Os enfermeiros ficam autorizados a prescrever medicamentos, inclusive antibióticos, apenas quando fazem parte de programas, como o de enfrentamento à tuberculose, hanseníase ou doenças sexualmente transmissíveis, e desde que sigam protocolos aprovados institucionalmente.
- Prescrição vinculada a protocolos e diretrizes firmadas pelo gestor de saúde
- Papel limitado a situações nas quais o enfermeiro esteja capacitado e autorizado
- Obrigatoriedade de registro da conduta em prontuário clínico
Diferenças entre atuação médica e enfermagem
Enquanto médicos possuem autonomia ampla para prescrever qualquer antibiótico, enfermeiros estão restritos a situações previamente protocoladas e delimitadas por políticas públicas de saúde. O objetivo é assegurar o uso racional dos antibióticos e evitar riscos de automedicação ou indicação inadequada.
Essa diferenciação busca manter a segurança e a eficácia do tratamento, ao mesmo tempo em que possibilita maior agilidade no cuidado ao paciente em unidades básicas de saúde, zonas rurais e áreas de difícil acesso.
O que muda realmente para profissionais e pacientes?

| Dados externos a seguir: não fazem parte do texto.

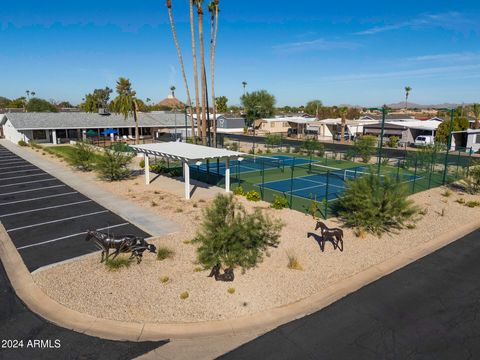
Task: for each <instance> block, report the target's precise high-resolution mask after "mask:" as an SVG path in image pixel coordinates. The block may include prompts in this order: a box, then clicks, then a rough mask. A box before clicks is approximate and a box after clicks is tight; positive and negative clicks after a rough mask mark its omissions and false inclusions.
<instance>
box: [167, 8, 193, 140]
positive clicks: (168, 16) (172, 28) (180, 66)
mask: <svg viewBox="0 0 480 360" xmlns="http://www.w3.org/2000/svg"><path fill="white" fill-rule="evenodd" d="M166 5H167V9H168V17H169V19H170V26H171V28H172V34H173V41H174V42H175V47H176V48H177V54H178V61H179V62H180V69H181V70H182V77H183V82H184V84H185V90H186V92H187V104H188V107H189V109H190V120H191V126H192V136H193V139H194V140H193V141H195V123H194V120H193V109H192V100H191V97H190V89H189V87H188V81H187V76H186V75H185V66H184V65H183V57H182V51H181V50H180V44H179V42H178V38H177V32H176V31H175V25H174V22H173V14H172V2H171V0H167V4H166ZM185 136H187V134H185Z"/></svg>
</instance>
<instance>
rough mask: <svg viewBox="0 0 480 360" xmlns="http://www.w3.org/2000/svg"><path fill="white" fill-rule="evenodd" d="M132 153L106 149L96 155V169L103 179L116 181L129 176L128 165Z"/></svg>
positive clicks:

A clareza sobre quem pode prescrever antibióticos reduz erros, protege a saúde da população e fortalece práticas baseadas em evidências. Para o paciente, a principal mudança é o acesso facilitado ao tratamento em certas situações, desde que respeitados os critérios legais.
Para profissionais da saúde, torna-se essencial o conhecimento atualizado das normas vigentes e dos limites de atuação de cada categoria. Dessa forma, garante-se o uso responsável dos antibióticos e a prevenção de infecções resistentes.
- Segurança do paciente em foco
- Acesso ampliado em regiões com poucos médicos
- Necessidade de qualificação permanente
A orientação adequada e o respeito às normas são fundamentais para preservar a eficácia dos antibióticos e promover a saúde coletiva em 2026.